However, software is usually evolved rapidly to avoid triggering design problems.

The solution should perhaps be moving more things off hardware and into software.



This is actually one of the things we're looking at with the open-source lowRISC project. Moving aspects of the I/O system to RISC-V cores to enable you to implement SPI, I2C, I2S etc and other custom protocols in software. http://www.lowrisc.org/docs/memo-2014-001-tagged-memory-and-...

For integration of more analog components, I think the Silego GreenPak is a very interesting product http://www.silego.com/products/greenpak3.html.


In my view, this is being done continuously. Hardware designers are always conscious of what work can be moved to software. Thus the state of the art in hardware, at any given moment, will be exactly to do the stuff that isn't done well in software, or that is limiting the performance of software.

For this reason I think hardware will always be hard, because we will keep moving the goalposts as technology advances.

Interestingly, outside of the electronics realm, 3-d printing has begun to spur collaborative hardware design. So we should "never say never" about electronic hardware.


What things would you move off hardware and into software?

Typically the reason why we produce something in hardware is because it's infeasible to do in software. This is because of the costs mentioned.


I imagine we can have SOC of CPU+RAM in one package and save on their wiring, for example.

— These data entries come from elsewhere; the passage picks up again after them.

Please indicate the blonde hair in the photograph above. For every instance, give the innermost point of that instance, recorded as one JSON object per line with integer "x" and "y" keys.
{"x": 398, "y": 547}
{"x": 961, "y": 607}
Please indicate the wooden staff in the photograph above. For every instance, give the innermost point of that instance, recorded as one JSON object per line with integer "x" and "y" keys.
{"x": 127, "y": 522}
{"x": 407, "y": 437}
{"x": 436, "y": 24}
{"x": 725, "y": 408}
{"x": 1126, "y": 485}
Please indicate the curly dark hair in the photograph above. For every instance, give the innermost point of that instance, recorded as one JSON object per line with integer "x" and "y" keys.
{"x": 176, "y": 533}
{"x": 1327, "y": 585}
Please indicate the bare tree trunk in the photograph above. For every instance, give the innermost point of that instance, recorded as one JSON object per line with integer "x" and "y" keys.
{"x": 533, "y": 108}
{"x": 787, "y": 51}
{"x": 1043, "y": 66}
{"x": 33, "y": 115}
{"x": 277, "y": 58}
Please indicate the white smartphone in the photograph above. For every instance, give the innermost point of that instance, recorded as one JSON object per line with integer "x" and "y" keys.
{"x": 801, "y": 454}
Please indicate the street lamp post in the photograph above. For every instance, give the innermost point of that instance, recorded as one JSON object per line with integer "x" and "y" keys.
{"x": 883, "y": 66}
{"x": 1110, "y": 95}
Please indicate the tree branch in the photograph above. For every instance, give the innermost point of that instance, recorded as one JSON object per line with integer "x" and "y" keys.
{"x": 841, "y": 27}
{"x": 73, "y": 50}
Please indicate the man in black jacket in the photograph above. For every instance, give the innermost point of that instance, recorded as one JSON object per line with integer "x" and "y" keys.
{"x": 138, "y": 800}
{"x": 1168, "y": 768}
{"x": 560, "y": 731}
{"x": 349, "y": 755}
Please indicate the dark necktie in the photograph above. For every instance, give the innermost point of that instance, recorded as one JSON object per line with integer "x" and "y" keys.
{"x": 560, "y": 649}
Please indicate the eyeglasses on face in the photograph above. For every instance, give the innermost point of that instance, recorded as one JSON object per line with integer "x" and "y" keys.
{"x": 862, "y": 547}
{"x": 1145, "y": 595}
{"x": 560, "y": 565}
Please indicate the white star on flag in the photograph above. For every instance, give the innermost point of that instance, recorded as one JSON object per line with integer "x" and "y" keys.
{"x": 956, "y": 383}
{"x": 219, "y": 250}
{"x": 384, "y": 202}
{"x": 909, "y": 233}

Typically you'll use PoP with modern SoCs, where you put the memory on top of the CPU so connections don't go through the PCB


Place FPGA blobs down, now you have hardware like software components. But not an option for battery powered products, because of the high power requirements of FPGA's.


Not only that, FPGAs can't do sensing, can't condition analog signals, can't drive large currents. The power consumption is just one of many limitations.


FPGAs could be one way of moving things into "software". IMO we need a revolution in "programmable" hardware before open hardware can really take off.